Here’s one of my favorite bits from the piece:
“The great challenge was to edit those things as short as they could be and still have them make sense,” Siegal says. Great acclaim came to the editor who could artfully reduce wire stories to their absolute essence. One of Siegal’s favorite K-heds, which ran in the Times in the 1950s, read in its entirety:
Most snails are both male and female, according to the Associated Press.
The piece’s hed is lost to posterity, Siegal says.
Surely in this age of complete electronic archives someone can retrieve the headline of that one-line wonder! (Via MetaFilter.)
Well, it’s nice to know that the reason the Times has that “World Briefing” section is that Joe Lelyveld wanted to keep providing at least a few shorts for the benefit of connoisseurs. Alas, they don’t seem to be provided on nytimes.com.

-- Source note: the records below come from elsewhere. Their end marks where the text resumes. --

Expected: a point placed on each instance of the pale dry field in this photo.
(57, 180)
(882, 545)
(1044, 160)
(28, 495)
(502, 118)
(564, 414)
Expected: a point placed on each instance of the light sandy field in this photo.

It’s funny, because a colleague and I were talking recently about how layout technology has affected writing. I don’t think you see cut grafs (the bottom paragraphs of a story, filled with extraneous details that could be cut if the story needed to be 100 words shorter) as much as you used to, because it’s easier to mess with the spacing between letters, or to do a line edit within each individual graf, if you need to drop a line or two. And as a result of that, inverted pyramid isn’t so necessary anymore, either. Plus it’s easier to know ahead of time if you have the proper word count for the space. I won’t bore people with the whole long discussion, but I do think it’s affected journalism more than we realize–for the most part, I think for the better, though I do love the idea of the K-hed. And now I’m all nostalgic for my wax roller and my exacto knife, even though I hated layout with a passion back when I had to do it. You always came out of it covered in wax and looking for that one line of text that accidentally got cut off the jump.
Reader’s Digest still has filler stuff at the bottom of some stories–jokes and interesting real stuff.
This story in today’s Times (archived) gave me a nostalgic thrill; the headline in the printed version is “27 Die in Nepal as Tour Bus Lands in River,” and I was glad to see they’d used “Plunges” online.
I used to clip some of these filler items, in the ’90s; no bus plunges. One was (pre-1992) “Bush’s Aunt Faints”. Another read in its entirety something like “Chinese officials say that Deng’s health is fine, and that there is no reason to worry about the post-Deng era.” Letters to the editor naturally had plenty of fillers, like “I just realized I have had the same lightbulb in my refrigerator for fifteen years. The mind boggles.”